The National Sleep Foundation defines quality sleep as occurring when you’re asleep within 30 minutes of laying down, wake no more than once, and sleep for at least 85 percent of the night. Unfortunately, quality sleep is an uncommon occurrence as the CDC reports a third of American adults experience poor or inadequate sleep on a regular basis. An estimated 50 to 70 million Americans suffer from sleep-related problems or disorders, such as sleep apnea, insomnia, narcolepsy, or restless leg syndrome. As a country, we need to get some rest!

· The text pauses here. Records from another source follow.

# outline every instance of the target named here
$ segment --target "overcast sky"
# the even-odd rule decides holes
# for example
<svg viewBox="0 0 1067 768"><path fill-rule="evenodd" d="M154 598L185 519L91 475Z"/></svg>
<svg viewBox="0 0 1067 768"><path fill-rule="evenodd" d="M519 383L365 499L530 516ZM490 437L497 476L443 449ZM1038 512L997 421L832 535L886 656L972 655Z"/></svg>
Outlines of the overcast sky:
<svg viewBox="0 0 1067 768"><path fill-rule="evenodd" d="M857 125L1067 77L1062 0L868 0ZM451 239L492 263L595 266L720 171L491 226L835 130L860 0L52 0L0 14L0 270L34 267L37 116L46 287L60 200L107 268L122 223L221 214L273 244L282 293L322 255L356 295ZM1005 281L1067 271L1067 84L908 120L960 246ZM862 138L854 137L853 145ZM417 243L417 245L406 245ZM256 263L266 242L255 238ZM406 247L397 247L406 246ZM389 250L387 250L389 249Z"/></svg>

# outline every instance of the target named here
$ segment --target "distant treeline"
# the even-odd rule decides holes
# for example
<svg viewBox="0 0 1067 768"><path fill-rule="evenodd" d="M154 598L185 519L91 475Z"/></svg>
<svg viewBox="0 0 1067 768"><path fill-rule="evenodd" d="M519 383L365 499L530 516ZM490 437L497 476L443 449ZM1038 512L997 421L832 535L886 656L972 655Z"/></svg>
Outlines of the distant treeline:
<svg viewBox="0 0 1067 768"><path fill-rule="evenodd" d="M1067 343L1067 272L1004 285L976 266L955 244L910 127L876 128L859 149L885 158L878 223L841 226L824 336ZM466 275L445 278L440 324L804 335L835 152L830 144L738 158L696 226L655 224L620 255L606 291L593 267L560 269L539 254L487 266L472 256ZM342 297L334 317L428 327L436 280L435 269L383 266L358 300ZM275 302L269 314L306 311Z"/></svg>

Sleep deprivation increases the risk for high blood pressure, heart disease, and triples the risk for type 2 diabetes according to Johns Hopkins sleep researcher Patrick Finan, PhD. Those not getting adequate sleep suffer from a weakened immune system, irregular metabolism, and obesity secondary to increased levels of the hunger hormone ghrelin. Not limited to just the physical body, sleep deprivation can also manifest as cognitive impairment and/or mental health changes including depression, irritability, anxiety, forgetfulness, and brain fog. Poor quality sleep is far less recuperative, which causes us to not feel rested when do we wake up.

Sleep depends on a number of factors, our body’s internal regulating system is chief among them. Our Circadian Rhythm functions as the body’s biological clock and regulates the experience of alertness vs. sleepiness. This rhythm is sensitive to fluctuations in hormone levels, particularly cortisol and melatonin. Cortisol peaks in the morning allowing us to be alert and focused throughout the day. The secretion of melatonin — which helps us sleep — is highest at night.

These days, our minds are moving a mile a minute and we’re constantly on light-producing digital devices even though increased high-energy blue light exposure from devices decreases melatonin production and causes insomnia or sleeplessness. The disrupting culprits aren’t limited to devices though; increased stress, irregular work schedules, frequent jet lag, and sleep disorders can also disrupt our cycles.

The CDC recommends 7-9 hours of quality sleep for adults and more for teens and children. Here are some easy ways you can get better sleep tonight:

Build Consistency. It’s important to wake and head to bed around the same time each day — even on the weekends.

Use Sleep Monitoring Technology. Smartphones and wearable tech devices can help monitor the duration and quality of your sleep through downloadable applications and Bluetooth technology.

Sleep Habits. Limit screen time and diminish light sources in the bedroom. Additionally, use the automatic setting on your phone to warm the screen at night.

Bonus — Zen Out! Use essential oils or pillow sprays in scents like lavender as aromatherapy to help you sleep. Also consider meditation, light music, or other soothing sounds as a relaxing way to send yourself to bed.